Jasper West

Defunct provincial electoral district
- Legislature: Legislative Assembly of Alberta
- District created: 1959
- District abolished: 1971
- First contested: 1959
- Last contested: 1967

= Jasper West =

Defunct provincial electoral district in Alberta, Canada

Jasper West was a provincial electoral district in Alberta, Canada, mandated to return a single member to the Legislative Assembly of Alberta using the first past the post method of voting from 1959 to 1963.

==History==
It was created after Edmonton broke up into nine districts after the province standardized to the First Past the Post voting system in 1959.

In 1963 the district was renamed Edmonton Jasper Place, which in 1971 was re-made into the Edmonton-Meadowlark district.

===1959 Redistribution===
The historic 1959 redistribution of the provincial ridings of Calgary and Edmonton dismantled the proportional representation system previously in use in the cities and changed the voting system to First Past the Post single member districts.
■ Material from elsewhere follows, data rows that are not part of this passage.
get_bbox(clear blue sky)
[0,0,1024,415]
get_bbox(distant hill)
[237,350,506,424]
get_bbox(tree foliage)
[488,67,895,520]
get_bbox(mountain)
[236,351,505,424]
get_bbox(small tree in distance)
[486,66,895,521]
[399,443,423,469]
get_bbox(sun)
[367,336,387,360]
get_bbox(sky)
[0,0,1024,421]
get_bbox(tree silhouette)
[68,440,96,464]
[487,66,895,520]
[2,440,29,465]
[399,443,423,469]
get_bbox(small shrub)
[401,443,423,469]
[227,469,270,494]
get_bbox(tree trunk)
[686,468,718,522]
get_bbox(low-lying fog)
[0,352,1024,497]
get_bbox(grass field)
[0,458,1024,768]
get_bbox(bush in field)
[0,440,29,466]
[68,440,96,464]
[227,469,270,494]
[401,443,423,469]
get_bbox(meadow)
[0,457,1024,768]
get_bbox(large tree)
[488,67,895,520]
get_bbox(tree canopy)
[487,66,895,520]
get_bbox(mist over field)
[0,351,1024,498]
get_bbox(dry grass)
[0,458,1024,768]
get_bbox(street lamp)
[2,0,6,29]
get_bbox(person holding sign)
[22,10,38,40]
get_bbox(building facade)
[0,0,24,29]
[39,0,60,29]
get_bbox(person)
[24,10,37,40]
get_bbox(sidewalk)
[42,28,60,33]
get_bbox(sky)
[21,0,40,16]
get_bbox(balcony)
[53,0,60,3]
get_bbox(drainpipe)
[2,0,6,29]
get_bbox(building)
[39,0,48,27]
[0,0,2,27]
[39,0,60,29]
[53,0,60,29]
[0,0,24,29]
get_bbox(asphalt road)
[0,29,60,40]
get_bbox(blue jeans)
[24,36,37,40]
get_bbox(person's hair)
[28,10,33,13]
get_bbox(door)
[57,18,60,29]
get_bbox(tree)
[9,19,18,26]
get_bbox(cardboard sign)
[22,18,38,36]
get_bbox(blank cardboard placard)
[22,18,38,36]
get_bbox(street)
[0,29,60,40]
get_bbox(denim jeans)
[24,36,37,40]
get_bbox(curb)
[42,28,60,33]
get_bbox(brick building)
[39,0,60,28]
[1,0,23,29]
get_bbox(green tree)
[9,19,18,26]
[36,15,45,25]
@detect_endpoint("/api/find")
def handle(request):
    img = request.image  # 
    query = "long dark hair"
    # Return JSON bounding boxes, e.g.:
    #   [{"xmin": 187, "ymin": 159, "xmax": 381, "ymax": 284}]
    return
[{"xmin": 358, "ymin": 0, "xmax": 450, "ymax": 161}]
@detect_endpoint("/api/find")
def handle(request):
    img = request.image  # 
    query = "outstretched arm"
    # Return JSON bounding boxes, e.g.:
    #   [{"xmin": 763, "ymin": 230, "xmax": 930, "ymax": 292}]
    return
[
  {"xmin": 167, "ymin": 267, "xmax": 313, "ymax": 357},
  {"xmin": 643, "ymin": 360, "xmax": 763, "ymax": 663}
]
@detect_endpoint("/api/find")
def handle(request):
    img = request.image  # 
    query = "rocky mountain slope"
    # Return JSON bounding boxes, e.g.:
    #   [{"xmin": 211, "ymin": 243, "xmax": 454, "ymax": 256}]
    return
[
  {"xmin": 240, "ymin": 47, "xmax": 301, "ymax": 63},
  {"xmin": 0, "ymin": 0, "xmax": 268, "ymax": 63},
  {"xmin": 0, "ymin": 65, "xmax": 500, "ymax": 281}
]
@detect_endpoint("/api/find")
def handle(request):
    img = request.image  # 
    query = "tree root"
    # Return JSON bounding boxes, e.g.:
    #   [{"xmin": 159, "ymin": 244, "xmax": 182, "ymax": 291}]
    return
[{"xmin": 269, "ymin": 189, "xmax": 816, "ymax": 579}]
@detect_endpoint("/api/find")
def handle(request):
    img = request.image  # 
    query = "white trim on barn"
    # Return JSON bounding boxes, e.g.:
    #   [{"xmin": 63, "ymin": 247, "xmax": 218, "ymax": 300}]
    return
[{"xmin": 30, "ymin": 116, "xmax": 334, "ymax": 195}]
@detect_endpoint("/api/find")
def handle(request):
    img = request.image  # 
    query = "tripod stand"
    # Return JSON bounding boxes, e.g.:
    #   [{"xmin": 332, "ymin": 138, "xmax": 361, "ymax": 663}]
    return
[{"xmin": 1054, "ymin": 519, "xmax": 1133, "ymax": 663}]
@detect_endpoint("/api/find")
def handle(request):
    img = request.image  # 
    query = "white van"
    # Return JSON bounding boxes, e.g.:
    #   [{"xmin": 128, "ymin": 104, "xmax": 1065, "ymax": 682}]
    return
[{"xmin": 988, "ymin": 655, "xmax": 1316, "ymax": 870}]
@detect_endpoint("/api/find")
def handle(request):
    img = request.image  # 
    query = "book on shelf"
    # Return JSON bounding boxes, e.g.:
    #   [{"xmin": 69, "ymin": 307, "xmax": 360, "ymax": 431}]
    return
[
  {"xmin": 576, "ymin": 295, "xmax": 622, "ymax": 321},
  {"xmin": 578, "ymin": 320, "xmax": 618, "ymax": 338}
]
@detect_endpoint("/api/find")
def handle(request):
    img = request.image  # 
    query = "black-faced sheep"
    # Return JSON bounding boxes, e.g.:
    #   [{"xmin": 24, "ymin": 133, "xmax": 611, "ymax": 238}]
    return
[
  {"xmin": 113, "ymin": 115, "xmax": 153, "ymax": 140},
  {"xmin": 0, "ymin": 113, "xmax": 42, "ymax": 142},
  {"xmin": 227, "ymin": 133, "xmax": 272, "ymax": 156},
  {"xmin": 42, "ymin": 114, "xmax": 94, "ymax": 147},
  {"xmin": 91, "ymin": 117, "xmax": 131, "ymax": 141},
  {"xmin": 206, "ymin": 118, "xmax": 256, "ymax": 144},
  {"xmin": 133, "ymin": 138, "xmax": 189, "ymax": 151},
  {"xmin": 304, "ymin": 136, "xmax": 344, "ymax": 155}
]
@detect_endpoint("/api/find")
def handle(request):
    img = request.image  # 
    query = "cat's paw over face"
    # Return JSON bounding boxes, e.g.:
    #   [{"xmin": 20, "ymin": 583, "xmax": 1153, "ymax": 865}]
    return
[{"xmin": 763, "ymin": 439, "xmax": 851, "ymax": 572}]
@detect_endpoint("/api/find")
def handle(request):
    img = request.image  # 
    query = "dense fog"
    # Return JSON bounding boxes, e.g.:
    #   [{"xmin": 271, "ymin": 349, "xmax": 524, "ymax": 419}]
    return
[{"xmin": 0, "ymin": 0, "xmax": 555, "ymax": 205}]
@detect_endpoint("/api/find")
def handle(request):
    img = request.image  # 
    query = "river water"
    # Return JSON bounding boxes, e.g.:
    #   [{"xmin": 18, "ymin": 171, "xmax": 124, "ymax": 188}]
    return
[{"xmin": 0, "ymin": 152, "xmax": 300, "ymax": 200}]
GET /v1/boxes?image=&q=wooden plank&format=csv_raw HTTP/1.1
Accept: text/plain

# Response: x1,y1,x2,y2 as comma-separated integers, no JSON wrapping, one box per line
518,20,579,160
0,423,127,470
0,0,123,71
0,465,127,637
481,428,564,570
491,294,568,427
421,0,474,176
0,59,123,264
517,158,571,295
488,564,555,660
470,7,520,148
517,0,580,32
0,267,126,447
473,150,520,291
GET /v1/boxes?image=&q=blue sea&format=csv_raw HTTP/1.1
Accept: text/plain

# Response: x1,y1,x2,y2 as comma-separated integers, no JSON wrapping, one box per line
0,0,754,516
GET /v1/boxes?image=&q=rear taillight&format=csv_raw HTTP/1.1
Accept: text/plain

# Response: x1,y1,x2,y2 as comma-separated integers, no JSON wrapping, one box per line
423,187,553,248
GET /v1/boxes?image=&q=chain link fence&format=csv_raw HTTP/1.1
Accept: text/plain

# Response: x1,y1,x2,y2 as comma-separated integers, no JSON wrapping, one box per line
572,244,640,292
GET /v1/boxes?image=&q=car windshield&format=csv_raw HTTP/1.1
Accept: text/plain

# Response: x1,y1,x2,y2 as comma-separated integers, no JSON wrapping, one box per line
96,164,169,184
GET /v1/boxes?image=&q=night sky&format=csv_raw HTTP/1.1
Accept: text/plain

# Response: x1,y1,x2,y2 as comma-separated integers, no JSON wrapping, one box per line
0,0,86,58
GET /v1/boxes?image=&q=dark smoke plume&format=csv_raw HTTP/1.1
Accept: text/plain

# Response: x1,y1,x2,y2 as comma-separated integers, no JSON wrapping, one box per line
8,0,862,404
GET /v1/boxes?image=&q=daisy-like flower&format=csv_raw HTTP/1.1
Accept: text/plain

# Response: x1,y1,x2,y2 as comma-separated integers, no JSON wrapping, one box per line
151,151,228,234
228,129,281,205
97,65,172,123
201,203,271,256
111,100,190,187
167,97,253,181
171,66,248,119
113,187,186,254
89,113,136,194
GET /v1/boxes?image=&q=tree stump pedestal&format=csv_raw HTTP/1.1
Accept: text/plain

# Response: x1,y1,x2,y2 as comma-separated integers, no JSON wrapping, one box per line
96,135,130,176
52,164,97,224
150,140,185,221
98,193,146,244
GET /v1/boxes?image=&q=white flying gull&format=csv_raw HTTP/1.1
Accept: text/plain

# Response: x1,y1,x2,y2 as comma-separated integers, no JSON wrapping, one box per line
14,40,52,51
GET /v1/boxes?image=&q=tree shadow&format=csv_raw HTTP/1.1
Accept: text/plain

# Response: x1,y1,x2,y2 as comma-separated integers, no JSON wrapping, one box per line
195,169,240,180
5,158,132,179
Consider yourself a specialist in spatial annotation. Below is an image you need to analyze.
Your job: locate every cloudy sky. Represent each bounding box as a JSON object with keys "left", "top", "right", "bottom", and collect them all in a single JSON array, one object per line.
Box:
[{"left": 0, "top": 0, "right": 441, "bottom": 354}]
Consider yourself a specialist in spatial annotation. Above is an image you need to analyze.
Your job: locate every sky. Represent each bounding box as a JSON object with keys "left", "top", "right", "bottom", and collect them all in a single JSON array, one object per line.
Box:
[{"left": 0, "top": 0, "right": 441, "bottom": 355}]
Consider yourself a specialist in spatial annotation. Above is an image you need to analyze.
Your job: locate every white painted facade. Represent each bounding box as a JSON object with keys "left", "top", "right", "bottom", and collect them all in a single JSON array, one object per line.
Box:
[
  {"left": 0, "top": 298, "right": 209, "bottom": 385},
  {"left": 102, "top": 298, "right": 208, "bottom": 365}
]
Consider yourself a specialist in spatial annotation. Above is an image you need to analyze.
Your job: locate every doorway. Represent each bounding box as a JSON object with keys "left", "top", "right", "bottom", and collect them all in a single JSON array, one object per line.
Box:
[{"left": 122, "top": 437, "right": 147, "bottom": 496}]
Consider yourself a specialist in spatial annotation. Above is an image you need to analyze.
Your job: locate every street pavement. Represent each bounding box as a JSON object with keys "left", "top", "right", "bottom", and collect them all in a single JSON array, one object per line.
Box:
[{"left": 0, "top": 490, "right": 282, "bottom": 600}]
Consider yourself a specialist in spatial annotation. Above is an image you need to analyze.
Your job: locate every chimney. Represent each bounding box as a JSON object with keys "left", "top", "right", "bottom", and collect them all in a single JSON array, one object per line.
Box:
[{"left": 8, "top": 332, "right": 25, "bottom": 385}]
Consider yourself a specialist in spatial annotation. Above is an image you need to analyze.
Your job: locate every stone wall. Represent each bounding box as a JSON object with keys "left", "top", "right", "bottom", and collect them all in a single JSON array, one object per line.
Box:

From 1924 to 1956 Calgary and Edmonton members were elected by Single Transferable Vote in multi-member districts. The rest of the province had used Instant-runoff voting in single-member districts.

The 1959 redistribution created nine districts in Edmonton.

The other eight ridings were Edmonton Centre, Edmonton North, Edmonton Norwood, Edmonton North East, Edmonton North West, Strathcona Centre, Strathcona East, and Strathcona West.

==Election Results 1959==

v; t; e; 1959 Alberta general election
| Party | Candidate | Votes | % | ±% |
|  | Social Credit | Richard H. Jamieson | 5,047 | 40.91% | – |
|  | Progressive Conservative | John Percy Page | 4,507 | 36.54% | – |
|  | Liberal | Abe William Miller | 2,782 | 22.55% | – |
| Total |  |  | 12,336 | – | – |
| Rejected, spoiled and declined |  |  | 80 | – | – |
| Eligible electors / turnout |  |  | 19,592 | 63.37% | – |
|  | Social Credit pickup new district. |  |  |  |  |  |  |
Source(s) Source: "Jasper-West Official Results 1959 Alberta general election". Alberta Heritage Community Foundation. Retrieved May 21, 2020.